ヒラサワ曲 勝手に感想「高貴な城」
高貴な城/アルバム BLUE LIMBO
是非とも聴いてみたかった一曲です。戦争に抗議する歌、というのは聞いていました。一体どんな風にステルスは反戦を歌っているのか。戦争行為を正面から非難する歌なのか。それとも嘲り揶揄する歌なのか。
そのどちらでもありませんでした。それは行為者ではなく、それを看過する無力と不義を糾弾する、自らに向けた刃のような歌でした。
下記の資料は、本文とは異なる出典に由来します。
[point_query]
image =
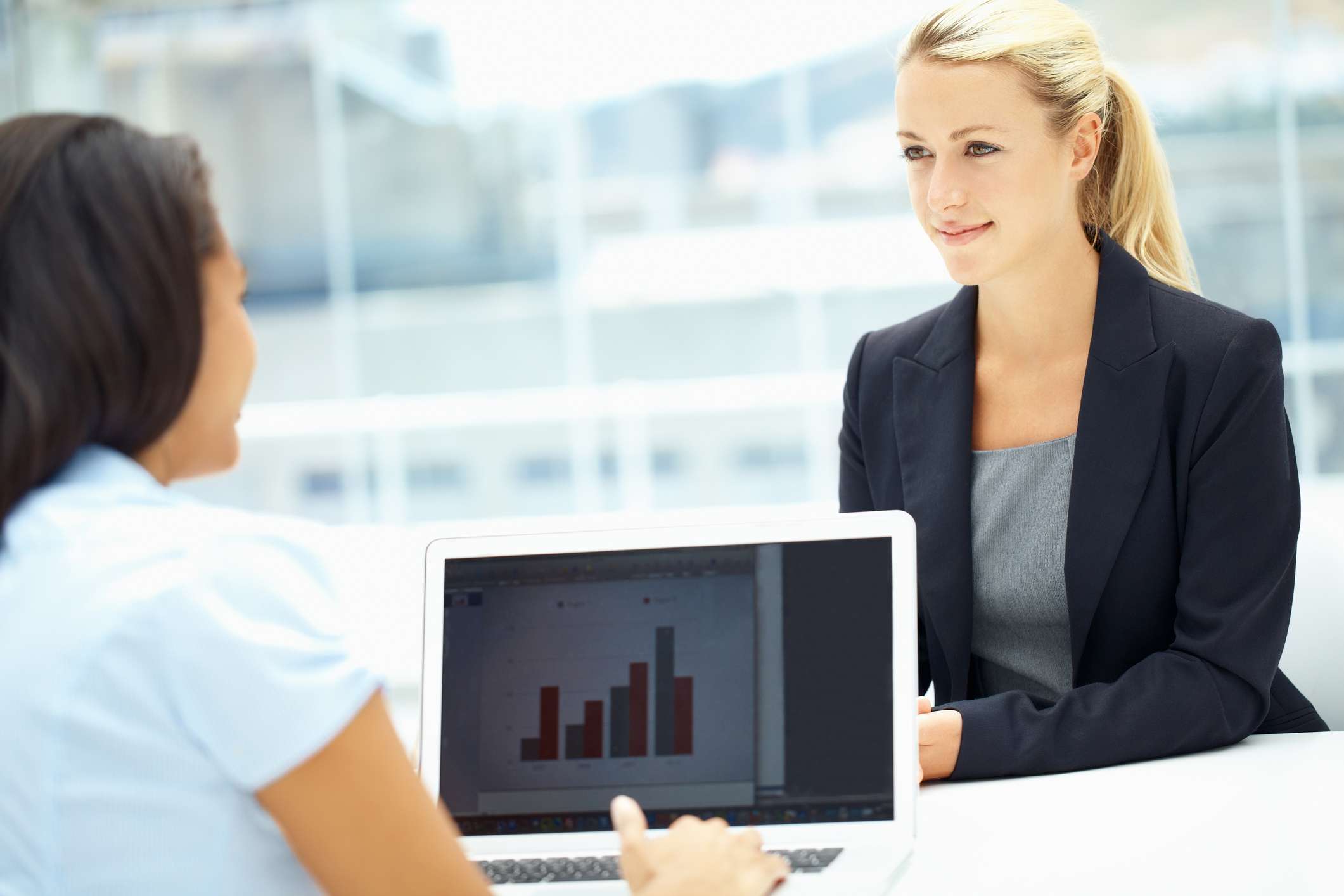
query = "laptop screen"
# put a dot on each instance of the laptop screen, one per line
(746, 681)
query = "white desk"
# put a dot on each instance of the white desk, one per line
(1265, 816)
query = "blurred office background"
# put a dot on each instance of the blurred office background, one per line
(569, 257)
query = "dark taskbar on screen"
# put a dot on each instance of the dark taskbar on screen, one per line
(586, 821)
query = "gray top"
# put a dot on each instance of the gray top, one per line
(1019, 516)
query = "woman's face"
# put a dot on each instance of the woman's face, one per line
(203, 438)
(980, 162)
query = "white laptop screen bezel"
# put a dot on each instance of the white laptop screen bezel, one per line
(894, 524)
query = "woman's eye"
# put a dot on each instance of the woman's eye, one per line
(919, 152)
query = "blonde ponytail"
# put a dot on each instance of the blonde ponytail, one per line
(1129, 191)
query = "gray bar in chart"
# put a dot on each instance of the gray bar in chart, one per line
(620, 722)
(573, 742)
(664, 674)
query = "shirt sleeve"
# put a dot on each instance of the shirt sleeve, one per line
(261, 670)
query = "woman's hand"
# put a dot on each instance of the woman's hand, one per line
(695, 859)
(940, 741)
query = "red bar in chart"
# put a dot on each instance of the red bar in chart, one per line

目を閉じ耳を塞ぎ、起きていることを見ようとしない。安楽な生活に溺れた自分。“高貴な城”とは安全な場所に閉じ籠り、自らを高貴だと信じ込んでいる事を揶揄するものです。
「疚しく光るマシン」
メディアは遥か遠く、真実を隠して他人事のようにしかそれを伝えない。そうと知りつつも騙されたふりをする自分。鳥とは自らの良心のことでしょうか。本当は気づいているのではないか?自分の胸に聞いてみよ、とステルスは歌います。
「気高きキミの丘の上」
しかし、気高い自分もいるはずた。城を出て声を聞け、丘の上に立ち声を出して応えよ、と、ステルスは“キミ”を鼓舞します。人の不合理な態度を非難し糾弾しながら、最後には人の良心を信じるところがステルスらしくもあり。
「天井の雲 見上げては 消え行く明日の日を羨み」
難しい。雰囲気として、無力な自分を責める心がすべてを変えてしまった、苦悩なく過ごしていた明日という日はもう無くなった。という風に私は捉えました。とにかく印象的な、心に残った詩です。
曲について
曲の素晴らしさが詞の激しさを支えています。緊張感のあるリズム、ドラマチックな展開の旋律。曲の美しさにうっかり反戦歌であることを忘れてしまうほどに。(これは贔屓の引き倒しかなぁ、でも頷いてくれる人も多いはず)
私はこんな風に聴きました。皆さんの胸に去来するものは何だったでしょうか。では、またこんど!